Once in a while, usually without any warning, and almost always when I am alone and it is quiet, I remember what is missing—No. Not what, but WHO is missing—and I am overcome with sadness. But sadness is not even an accurate description of the overwhelming feeling of grief that envelopes me when I remember. The word “sadness” does not do this feeling justice.
Sadness is what I feel when a friend moves away. Sadness is what I feel when someone says something mean and hurts my feelings. Sadness is what I feel when I think about pets we have had in the past who have died. Sadness is what I feel when I think of a special material possession I have lost. Sadness is what I feel when someone else loses a child.
The feeling I have when I think of my sweet baby girl who never took a breath is beyond sadness. The feeling that I feel when I think of my Chaney is a heart wrenching pain. It is a physical ache in the middle of my chest that leaves me feeling sick to my stomach and unable to breathe well. My eyes fill with tears and my vision blurs. I can get lost in this world of overwhelming grief if I am not careful.

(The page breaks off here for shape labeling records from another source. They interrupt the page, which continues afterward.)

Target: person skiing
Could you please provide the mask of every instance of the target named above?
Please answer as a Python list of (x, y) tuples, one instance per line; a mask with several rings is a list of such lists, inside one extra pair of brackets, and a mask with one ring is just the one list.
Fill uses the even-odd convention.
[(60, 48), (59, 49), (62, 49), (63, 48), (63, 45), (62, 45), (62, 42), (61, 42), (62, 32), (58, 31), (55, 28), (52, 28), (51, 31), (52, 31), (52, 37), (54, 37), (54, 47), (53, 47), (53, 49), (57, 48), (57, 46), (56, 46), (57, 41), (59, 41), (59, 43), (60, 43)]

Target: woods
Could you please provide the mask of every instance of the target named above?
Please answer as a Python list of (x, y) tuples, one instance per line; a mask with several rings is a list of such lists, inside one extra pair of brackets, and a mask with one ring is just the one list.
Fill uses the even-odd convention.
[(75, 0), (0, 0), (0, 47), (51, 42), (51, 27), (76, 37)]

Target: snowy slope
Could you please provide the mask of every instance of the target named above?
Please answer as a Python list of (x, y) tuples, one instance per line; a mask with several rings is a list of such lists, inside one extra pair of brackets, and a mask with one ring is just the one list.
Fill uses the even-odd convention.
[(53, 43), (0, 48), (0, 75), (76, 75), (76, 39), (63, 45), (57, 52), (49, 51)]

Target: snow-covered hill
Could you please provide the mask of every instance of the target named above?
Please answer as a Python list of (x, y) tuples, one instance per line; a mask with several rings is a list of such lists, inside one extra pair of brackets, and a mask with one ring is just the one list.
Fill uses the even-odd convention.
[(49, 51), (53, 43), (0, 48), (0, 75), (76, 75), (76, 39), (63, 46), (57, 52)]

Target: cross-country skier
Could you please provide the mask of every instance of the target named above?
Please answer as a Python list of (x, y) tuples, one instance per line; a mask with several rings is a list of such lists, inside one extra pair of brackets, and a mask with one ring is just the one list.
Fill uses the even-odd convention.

And so when I begin to remember, and the grief takes hold of me, I get up and move. I clean a closet. I cook a meal. I play a game or read a book. I take a walk or turn on some music. I write about my feelings in a blog post. Because if I sit and think about what could have been, and dwell on the things that cannot be, I will only miss out on the things that are. And that would rob my husband of his wife. and my children of their mother, and benefit no one.
I will see her again someday. She’s waiting in a better place. And that makes my grief so much easier to bear.